Böyleyken böyle; dediğim gibi şayet Yücetepe’nin argüman stratejisi makul ve muteber ise, bütün solcular bilaistisna salaktır. Sevdiğim birkaç solcu dostum var, alınacaklarını sanmıyorum ama olur da alınırlarsa rakı içtiğimiz bir gün yüzüme “sen de salaksın” deme hakkını onlara veriyorum. Yücetepe ise kolhozda domuz çobanlığı yapmalı ki akıllansın ve bir daha böyle sosyalizm gibi tuhaf dinlere kapılıp dinini paylaşmıyor diye diğer insanlara saldırmasın.
Bahadırhan Dinçaslan
Bilmiyorum yayınlayacak cesaretiniz ve demokrasi kültürünüz var mı, ama yazacağım: Seçimden önce birçok kere nobran bir tavırla Türkçülerin belirleyici olduğunu söylediniz. Seçimde oy vermeyeceğinizi söylediniz. Defalarca kere solu ve Aydınlanma değerlerini aşağıladınız. Üçüncü yol, üçüncü yol diye tutturdunuz.
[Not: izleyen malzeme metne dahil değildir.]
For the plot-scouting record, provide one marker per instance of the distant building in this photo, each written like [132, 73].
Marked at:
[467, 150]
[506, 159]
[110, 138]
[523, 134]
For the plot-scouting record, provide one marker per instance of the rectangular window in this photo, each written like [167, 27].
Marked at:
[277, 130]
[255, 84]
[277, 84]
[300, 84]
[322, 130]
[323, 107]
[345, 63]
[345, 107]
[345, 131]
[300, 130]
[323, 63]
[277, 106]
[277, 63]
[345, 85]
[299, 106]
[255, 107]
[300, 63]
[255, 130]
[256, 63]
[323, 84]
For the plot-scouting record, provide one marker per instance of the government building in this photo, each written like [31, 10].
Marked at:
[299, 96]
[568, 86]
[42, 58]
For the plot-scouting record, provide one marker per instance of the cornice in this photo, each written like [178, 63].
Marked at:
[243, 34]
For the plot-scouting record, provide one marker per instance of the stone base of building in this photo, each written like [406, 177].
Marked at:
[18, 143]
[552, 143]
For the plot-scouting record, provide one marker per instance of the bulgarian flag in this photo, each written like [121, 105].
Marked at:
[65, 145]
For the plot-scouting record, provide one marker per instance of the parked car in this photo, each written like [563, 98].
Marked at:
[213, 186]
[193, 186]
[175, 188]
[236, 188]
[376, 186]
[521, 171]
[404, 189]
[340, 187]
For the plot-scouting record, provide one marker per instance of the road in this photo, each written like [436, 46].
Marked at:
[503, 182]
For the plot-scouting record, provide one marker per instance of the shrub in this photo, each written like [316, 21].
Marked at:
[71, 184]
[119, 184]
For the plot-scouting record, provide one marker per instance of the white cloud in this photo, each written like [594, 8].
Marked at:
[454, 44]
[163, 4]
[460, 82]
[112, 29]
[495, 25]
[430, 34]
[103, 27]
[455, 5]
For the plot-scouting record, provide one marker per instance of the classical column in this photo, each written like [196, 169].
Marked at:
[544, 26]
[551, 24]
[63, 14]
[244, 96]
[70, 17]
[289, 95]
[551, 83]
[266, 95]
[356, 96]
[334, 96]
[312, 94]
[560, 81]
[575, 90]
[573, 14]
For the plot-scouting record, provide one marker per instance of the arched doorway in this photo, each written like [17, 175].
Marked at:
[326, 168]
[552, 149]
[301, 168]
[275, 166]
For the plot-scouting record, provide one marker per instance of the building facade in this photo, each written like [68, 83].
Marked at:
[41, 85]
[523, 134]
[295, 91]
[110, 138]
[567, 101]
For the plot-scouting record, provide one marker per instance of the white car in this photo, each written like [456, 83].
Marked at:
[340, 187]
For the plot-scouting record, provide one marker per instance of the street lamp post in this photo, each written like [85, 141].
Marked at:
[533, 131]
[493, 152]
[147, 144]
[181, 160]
Herhalde siz de kendinizi fazla önemsediğinizi, size rağmen İmamoğlu'nun ve hatta Yavaş'ın kazandığını, bu galibiyette DEM ve Kürt aydın seçmenin kendinizi dev aynasında gören siz seküler Türkçülerden çok daha etkili olduğunu farketmişsinizdir. Evet seçim akşamı hem Özgür başkanın hem de Ekrem başkanın konuşmalarında Kürt aydınlara özel teşekkürler edildi. Yani onlar belirleyici, siz ise etkisiz kaldınız. Artık bundan sonra sayın Ekrem başkanımızın DEM ve Kürt aydınlarla yaptığı büyük demokratik ittifaka dahil olmak için kendinizi yenilemeli, ırkçı düşüncelerinizi terk etmelisiniz. Yoksa Tayyip bugün var, yarın yok. Ama Ekrem başkanla Kürt aydınlar geleceğe yürüyor, size rağmen
Solculuğun bilimum türleri, özellikle pozitif ayrımcılık adı altında sadece Kürt, kadın vd. olduğu için ayrımcılık ile kayırma düşüncesi ***lıktır. Bu ister Karadeniz’deki çiftçiye vermediği finansal desteği Doğu ve Güneydoğu’daki çiftçiye ekstradan vermek olsun, ister herkesin imkanlarından başka bölgede sağlanmayan finansal desteğin o bölgede sağlanması olsun… bunların hepsi ahlaksızlıktır ve ***lıktır. Bir insan Kürt diye ayrımcılığa uğraması ne kadar ırkçı ve yanlışsa, Kürt diye kayırılması, diğer insanlara yapılmayanların ona yapılması da o kadar yanlıştır. Solculuk ***lıktır.
kızgın basan 1 kişi: yücetepe
Üstadım yazıda katılmadığım yer, Liberal bilim tarihçisi Karl Popper'ın tümevarımcılığı tenkit etmesi gibi, bu s*lakları görüp bütün s*lcuların s*lak olduğu kanaatine varmandır. Evet mezkur kişi s*aktır ve evet, benim de bugüne dek gördüğüm birçok s*lcu s*lak idi. Ama dünyadaki bütün s*lcuları tanımadığımız ve gelecekte bir yerlerde s*lak olmayan s*lcu çıkıp çıkmayacağını bilmediğimiz için sana katılmıyorum, büyük liberal üstad Popper'a ittibaen...
Yazı çok iyi fakat bu yazıyı, bahadırhan ağabeyin değil başka birinin yazması gerekirdi. Nihayetinde “ Aquila non capit muscas!” ( kartallar sinek avlamazlar.)